I called big al;s yesterday to see if they had the adapter that i need and said yes but then when i got there NO well poor guy i cursed him and said your a liar lol
So now hubby and i will go to home depot and see if we can rig something up .
The thing is a pain lol
We got a snail ome it is massive size of half a orange with tenicles poking out really creapy looking .


----------



## blossom112 (Mar 19, 2008)

OK 28 gl on hold till we can figure out the fans ...
but tonight we are going to start a full cycle on 12 gl nano cube .
Going to put argonite (shallow i think)
25 lbs of rock 
and 3 to 4 raw shrimp and the waiting beginssssssss
We are all excited and cant wait lol(about 4 to 6 week wait)
Will post pics as soon as we get started


----------



## blossom112 (Mar 19, 2008)

Well its full and ready but i havent any sand ....will go get some tomorrow b4 i put in the raw shrimp .
ITS running smoothly and decided to put it on my night table .
I have plenty of dead rock (probably too much)
I shall not need much ass i think i will use this tank for seahorses,so im hoping to find some good macro and may put a few frag zoa's .
OH boy this is exciting ,as soon as its cycled i shall run up to quangs for a few peices of LR grrr going to take weeks.


----------



## blossom112 (Mar 19, 2008)

We got the argonite sand and going to be starting my cycle today .
We also got a few different kinds of macro algae and a feather duster colony of purple and pink (pretty)
Im going to cycle with the algae,not sure if i will use the packeet with the sand (live sand)
So my plan is sea horses time to do more research 

p.s i forgot to mention ........I got into a tiff with hubby over the 28 gl biocube so im scraping it lol not worth getting into it with hubby to keep .
congrats on your new tank cid


----------



## Redox600 (Jun 29, 2008)

Hey there! What do you mean you are cycling with macro algae? I'm not familiar with that aspect of cycling? Also you have added livestock (featherdusters) before the cycle has finished?

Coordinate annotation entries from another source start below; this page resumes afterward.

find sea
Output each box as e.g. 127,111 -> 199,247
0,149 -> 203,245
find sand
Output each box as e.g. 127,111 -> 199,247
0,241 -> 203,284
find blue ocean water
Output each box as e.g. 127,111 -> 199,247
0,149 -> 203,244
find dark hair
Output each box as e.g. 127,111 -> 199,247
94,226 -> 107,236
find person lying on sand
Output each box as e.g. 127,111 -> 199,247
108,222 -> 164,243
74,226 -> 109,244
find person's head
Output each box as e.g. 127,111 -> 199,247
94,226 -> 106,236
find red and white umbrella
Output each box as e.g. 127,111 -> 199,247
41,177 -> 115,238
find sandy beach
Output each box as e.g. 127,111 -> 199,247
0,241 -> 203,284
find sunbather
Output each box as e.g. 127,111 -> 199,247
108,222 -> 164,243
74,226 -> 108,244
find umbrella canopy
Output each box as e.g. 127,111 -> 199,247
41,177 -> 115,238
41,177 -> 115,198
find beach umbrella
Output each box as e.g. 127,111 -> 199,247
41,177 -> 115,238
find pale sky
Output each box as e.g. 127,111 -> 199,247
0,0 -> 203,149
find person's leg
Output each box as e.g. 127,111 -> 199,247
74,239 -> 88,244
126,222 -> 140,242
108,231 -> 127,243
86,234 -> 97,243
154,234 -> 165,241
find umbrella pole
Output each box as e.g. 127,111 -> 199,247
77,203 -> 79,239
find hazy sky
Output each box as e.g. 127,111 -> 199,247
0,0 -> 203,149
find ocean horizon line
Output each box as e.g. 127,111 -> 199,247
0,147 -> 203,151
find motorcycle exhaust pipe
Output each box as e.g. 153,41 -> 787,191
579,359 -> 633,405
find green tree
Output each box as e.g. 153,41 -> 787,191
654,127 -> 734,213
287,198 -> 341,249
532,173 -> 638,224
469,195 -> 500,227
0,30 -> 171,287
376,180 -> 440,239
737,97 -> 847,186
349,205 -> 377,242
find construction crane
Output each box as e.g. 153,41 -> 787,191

I too have started a 29G Biocube, but put in the sand (coarse and fine aragonite), put in the mostly cured live rock, got my salinity where it should be and have left the lights off in the tank until the cycle has completed and tank parameters have stabilized.


----------



## blossom112 (Mar 19, 2008)

Hi ............
Yes you can put macro algae in while you cycle its about 5 buxs a fair sized bag or less even .
I used the finest argonite for a deep sand bed and found it was way dusty so i just threw in a bag of it and this morning it was clear .
Oh no i would not put anything in that tank (till full cycle)
I have a 20 gl SW set up (over a year ,just upgraded tanks)

I would leave the lights on the proper times (run it like normal)
I usually turn them on in am shut at night , have to now with the plant in it .
I am cycling with raw shrimp ,so tonight i will rinse the rest of my rock and put it in then the shrimp and turn the heat up a little highter so it rots faster .
Depending on my amm spike in 2 weeks i may have to do it again .
not sure what im going toi do after its cycled about livestock , im going to get my clowns from my friends and put them in for 4 months untill its more established then send them back when i pick out some seahorses.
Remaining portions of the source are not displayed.